وَالْمُتَوَاتِرُ الْمَعْنَوِيُّ: هُوَ أَنْ يَرْوِيَ جَمَاعَةٌ كَثِيرَةٌ
عَنْ جَمَاعَةٍ كَثِيرَةٍ يَسْتَحِيلُ اتِّفَاقُهُمْ عَلَى الْكَذِبِ الْحَدِيثَ
بِأَلْفَاظٍ وَصِيَاغَاتٍ مُتَعَدِّدَةٍ لَكِنْ مَعْنَاهَا وَمَضْمُونُهَا وَاحِدٌ.
Mutawatir maknawi adalah hadits yang
diriwayatkan oleh sekelompok besar perawi dari generasi ke generasi dengan
lafaz yang berbeda-beda, tetapi memiliki makna dan kandungan yang sama.
5.
Perbedaan dari Segi Jumlah
الفَرْقُ بَيْنَهُمَا مِنْ حَيْثُ العَدَدِ
إِنَّ عَدَدَ الأَحَادِيثِ الْقُدُسِيَّةِ قَلِيلٌ جِدًّا مُقَارَنَةً
بِعَدَدِ الأَحَادِيثِ النَّبَوِيَّةِ؛ حَيْثُ ذَكَرَ العُلَمَاءُ أَنَّ
الأَحَادِيثَ الْقُدُسِيَّةَ يَتَجَاوَزُ الْمِئَةَ حَدِيثٍ، وَأَوْصَلَهَا
الْمُنَاوِيُّ إِلَى مِائَتَيْنِ وَاثْنَيْنِ وَسَبْعِينَ حَدِيثًا،
Jumlah
hadits qudsi sangat sedikit dibandingkan dengan hadits nabawi. Para ulama
menyebutkan bahwa jumlah hadits qudsi lebih dari seratus hadits, bahkan menurut
Imam Al-Munawi, jumlahnya mencapai 272 hadits.

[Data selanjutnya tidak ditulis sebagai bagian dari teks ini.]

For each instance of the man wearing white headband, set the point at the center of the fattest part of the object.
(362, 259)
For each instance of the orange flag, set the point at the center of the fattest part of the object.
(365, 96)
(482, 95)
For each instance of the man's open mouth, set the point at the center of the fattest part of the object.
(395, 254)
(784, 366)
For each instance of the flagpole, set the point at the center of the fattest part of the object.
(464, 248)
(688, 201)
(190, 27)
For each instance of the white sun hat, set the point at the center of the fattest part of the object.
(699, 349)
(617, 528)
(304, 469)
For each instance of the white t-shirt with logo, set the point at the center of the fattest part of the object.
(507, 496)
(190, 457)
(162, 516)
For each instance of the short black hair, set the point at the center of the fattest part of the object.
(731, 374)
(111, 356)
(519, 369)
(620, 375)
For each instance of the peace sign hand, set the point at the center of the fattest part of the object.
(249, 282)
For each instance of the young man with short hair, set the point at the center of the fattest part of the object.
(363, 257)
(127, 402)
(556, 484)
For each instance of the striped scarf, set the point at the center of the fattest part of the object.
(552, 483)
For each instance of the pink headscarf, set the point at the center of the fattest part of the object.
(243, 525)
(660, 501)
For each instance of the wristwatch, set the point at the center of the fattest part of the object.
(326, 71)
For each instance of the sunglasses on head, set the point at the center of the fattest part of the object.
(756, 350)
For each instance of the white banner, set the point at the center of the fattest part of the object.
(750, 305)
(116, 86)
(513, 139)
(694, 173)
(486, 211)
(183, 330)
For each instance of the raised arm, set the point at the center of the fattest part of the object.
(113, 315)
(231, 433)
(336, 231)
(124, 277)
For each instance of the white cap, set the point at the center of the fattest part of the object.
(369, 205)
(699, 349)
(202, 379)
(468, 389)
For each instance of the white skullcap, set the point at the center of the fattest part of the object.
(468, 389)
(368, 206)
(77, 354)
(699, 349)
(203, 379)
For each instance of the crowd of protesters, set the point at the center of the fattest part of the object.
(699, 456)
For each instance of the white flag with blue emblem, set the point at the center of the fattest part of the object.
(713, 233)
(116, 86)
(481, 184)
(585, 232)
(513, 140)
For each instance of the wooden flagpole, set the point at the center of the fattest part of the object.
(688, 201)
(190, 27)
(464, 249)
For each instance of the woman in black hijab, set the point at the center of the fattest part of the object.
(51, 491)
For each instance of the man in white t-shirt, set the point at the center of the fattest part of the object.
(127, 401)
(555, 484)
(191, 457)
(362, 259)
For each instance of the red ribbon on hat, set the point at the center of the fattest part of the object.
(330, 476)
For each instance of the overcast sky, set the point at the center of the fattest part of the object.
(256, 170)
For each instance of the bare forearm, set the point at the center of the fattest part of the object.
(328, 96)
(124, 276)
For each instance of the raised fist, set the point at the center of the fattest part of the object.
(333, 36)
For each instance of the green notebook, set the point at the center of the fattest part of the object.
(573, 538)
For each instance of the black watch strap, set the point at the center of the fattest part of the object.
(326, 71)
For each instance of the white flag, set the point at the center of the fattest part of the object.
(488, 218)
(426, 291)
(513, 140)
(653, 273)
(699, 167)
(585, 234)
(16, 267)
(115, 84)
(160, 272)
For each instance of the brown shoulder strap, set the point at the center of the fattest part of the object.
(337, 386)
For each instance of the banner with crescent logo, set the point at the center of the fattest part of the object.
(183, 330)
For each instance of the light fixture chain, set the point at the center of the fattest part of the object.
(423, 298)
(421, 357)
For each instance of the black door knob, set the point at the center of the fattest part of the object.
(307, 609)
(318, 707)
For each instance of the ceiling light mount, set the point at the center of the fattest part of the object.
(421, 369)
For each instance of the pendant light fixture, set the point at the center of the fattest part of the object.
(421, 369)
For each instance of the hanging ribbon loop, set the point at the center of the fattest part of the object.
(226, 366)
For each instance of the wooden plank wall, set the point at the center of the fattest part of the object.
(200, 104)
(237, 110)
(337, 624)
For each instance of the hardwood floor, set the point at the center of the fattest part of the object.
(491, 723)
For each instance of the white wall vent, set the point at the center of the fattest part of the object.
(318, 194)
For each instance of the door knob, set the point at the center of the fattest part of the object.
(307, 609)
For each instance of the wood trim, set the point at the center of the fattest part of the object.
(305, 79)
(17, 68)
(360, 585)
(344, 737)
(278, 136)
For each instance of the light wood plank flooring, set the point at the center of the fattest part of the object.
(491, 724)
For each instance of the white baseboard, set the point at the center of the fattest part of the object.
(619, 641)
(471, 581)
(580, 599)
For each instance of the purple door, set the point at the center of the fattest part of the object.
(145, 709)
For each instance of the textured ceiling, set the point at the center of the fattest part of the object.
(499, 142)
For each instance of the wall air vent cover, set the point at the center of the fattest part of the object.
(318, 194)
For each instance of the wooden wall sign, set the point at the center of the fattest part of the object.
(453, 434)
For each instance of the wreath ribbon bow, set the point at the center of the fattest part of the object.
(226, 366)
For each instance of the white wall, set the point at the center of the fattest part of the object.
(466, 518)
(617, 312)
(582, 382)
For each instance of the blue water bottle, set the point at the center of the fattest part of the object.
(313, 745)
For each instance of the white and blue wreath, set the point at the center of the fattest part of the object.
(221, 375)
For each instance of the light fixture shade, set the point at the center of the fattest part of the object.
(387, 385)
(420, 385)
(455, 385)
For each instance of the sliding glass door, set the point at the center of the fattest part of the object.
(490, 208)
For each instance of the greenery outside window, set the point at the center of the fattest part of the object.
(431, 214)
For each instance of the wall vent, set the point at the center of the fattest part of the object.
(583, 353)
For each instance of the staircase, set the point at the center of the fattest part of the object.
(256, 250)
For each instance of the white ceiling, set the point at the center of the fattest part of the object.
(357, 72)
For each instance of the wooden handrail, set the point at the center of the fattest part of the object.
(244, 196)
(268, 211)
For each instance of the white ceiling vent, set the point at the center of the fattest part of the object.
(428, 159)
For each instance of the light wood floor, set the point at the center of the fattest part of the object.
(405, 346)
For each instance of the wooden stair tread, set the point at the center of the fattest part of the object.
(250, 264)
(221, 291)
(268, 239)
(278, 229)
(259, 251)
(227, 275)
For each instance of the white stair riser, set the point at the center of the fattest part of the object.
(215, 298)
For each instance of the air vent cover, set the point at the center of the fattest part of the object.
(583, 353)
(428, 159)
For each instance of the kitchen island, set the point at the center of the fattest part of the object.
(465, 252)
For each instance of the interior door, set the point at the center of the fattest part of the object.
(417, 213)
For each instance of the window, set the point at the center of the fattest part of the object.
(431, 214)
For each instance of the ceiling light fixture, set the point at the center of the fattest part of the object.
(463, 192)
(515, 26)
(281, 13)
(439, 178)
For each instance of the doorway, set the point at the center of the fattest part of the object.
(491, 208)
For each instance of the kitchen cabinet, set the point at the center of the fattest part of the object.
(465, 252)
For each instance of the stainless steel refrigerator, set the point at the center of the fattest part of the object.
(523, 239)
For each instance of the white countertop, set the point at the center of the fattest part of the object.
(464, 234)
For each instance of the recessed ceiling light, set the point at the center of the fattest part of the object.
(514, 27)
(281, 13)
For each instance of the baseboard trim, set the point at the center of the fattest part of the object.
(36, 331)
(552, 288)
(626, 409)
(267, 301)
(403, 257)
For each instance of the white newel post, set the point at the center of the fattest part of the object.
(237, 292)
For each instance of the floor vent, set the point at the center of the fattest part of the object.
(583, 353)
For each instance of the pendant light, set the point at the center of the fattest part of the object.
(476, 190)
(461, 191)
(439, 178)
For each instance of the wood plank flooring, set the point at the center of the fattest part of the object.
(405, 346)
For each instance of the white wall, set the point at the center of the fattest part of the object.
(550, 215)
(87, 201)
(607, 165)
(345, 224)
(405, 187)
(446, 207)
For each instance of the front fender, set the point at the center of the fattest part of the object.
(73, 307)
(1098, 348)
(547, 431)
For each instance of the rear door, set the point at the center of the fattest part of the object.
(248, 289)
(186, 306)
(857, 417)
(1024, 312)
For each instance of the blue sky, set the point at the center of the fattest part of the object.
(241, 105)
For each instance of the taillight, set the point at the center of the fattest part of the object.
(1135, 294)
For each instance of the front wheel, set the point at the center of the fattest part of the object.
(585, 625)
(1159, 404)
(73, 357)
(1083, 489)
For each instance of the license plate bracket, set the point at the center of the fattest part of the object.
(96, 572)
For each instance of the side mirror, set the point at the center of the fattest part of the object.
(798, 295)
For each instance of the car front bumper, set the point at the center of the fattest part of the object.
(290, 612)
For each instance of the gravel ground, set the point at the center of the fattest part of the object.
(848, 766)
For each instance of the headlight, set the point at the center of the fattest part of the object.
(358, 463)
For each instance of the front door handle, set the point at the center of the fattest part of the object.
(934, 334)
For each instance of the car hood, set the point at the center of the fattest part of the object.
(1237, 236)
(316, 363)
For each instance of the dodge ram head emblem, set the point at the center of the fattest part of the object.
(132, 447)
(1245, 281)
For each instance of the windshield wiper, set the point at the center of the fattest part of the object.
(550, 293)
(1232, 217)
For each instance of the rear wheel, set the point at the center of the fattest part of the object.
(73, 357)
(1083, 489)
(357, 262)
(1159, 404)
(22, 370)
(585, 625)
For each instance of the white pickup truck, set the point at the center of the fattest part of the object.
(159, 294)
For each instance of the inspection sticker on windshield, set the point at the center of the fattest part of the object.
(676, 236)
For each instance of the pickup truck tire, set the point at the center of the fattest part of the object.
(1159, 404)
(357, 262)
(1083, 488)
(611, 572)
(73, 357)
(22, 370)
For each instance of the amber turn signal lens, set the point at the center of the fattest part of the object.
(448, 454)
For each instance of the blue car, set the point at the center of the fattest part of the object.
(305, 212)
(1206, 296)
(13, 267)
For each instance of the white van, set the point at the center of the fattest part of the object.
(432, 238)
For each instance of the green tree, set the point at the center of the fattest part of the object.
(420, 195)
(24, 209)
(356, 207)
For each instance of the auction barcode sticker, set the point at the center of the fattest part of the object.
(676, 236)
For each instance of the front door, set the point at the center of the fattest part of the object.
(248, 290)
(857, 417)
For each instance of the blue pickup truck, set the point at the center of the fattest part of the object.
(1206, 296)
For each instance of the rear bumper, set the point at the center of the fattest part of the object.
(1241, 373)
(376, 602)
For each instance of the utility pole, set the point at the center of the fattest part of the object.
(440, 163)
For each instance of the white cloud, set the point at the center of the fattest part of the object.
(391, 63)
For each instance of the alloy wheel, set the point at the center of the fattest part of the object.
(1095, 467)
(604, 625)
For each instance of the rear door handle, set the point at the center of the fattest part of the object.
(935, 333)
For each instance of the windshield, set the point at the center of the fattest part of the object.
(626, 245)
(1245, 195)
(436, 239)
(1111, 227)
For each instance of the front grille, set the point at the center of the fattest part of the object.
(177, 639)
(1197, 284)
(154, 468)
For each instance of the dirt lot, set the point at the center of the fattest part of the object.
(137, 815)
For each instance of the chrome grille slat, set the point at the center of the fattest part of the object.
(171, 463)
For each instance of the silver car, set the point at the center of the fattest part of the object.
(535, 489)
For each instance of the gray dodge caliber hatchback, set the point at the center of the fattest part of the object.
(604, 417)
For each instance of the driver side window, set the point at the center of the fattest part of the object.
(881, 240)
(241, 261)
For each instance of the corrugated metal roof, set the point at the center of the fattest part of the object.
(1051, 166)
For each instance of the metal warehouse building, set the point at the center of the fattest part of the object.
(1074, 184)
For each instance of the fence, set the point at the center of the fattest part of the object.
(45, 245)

أَمَّا الأَحَادِيثُ النَّبَوِيَّةُ فَإِنَّ
أَعْدَادَهَا أَكْثَرُ مِنْ ذَلِكَ بِكَثِيرٍ، وَجَمَعَهَا العُلَمَاءُ بِدَرَجَاتِهَا
الْمُخْتَلِفَةِ فِي كُتُبِ الصِّحَاحِ وَالسُّنَنِ وَالأَسَانِيدِ وَالْمَعَاجِمِ
الْحَدِيثِيَّةِ.
Sedangkan hadits nabawi jumlahnya jauh
lebih banyak dari itu dan telah dikumpulkan oleh para ulama dalam berbagai
kitab Shahih, Sunan, Musnad, dan Mu'jam yang berisi hadits-hadits dengan
berbagai tingkatan kualitasnya.
Maraji: https://hadeethshareef.com/
Tabel Perbandingan Antara Hadis Qudsi Dan Hadis Nabawi
Segi Perbandingan |
Hadis Qudsi |
Hadis Nabawi |
Dari segi sumber dan penyampaian |
Maknanya dari Allah, tetapi lafaznya dari Nabi ﷺ. |
Lafaz dan maknanya dari Nabi ﷺ. |
Dari segi isi atau tema |
Berisi petunjuk dan bimbingan dari Allah yang berkaitan dengan akidah
dan akhlak. |
Berisi hukum syariat, seperti kewajiban, larangan, dan jawaban atas
pertanyaan sahabat. |
Dari segi kedudukan |
Berada di peringkat kedua setelah Al-Qur'an. |
Berada di peringkat ketiga setelah hadis qudsi. |
Dari segi derajat periwayatan |
Semuanya diriwayatkan dengan hadis ahad dan tidak ada yang mutawatir. |
Ada yang diriwayatkan dengan hadis ahad dan ada yang mutawatir, baik
secara lafzi maupun maknawi. |
Dari segi jumlah |
Jumlahnya sedikit. |
Jumlahnya sangat banyak. |
Penutup
Kajian
Alhamdulillah, kita telah menyelesaikan kajian kita hari ini yang membahas perbedaan antara Hadits Qudsi dan Hadits Nabawi. Dari pembahasan ini, kita memahami bahwa Hadits Qudsi adalah wahyu dari Allah ﷻ yang disampaikan melalui lisan Nabi Muhammad ﷺ, sementara Hadits Nabawi sepenuhnya berasal dari Nabi ﷺ, baik dalam lafaz maupun maknanya.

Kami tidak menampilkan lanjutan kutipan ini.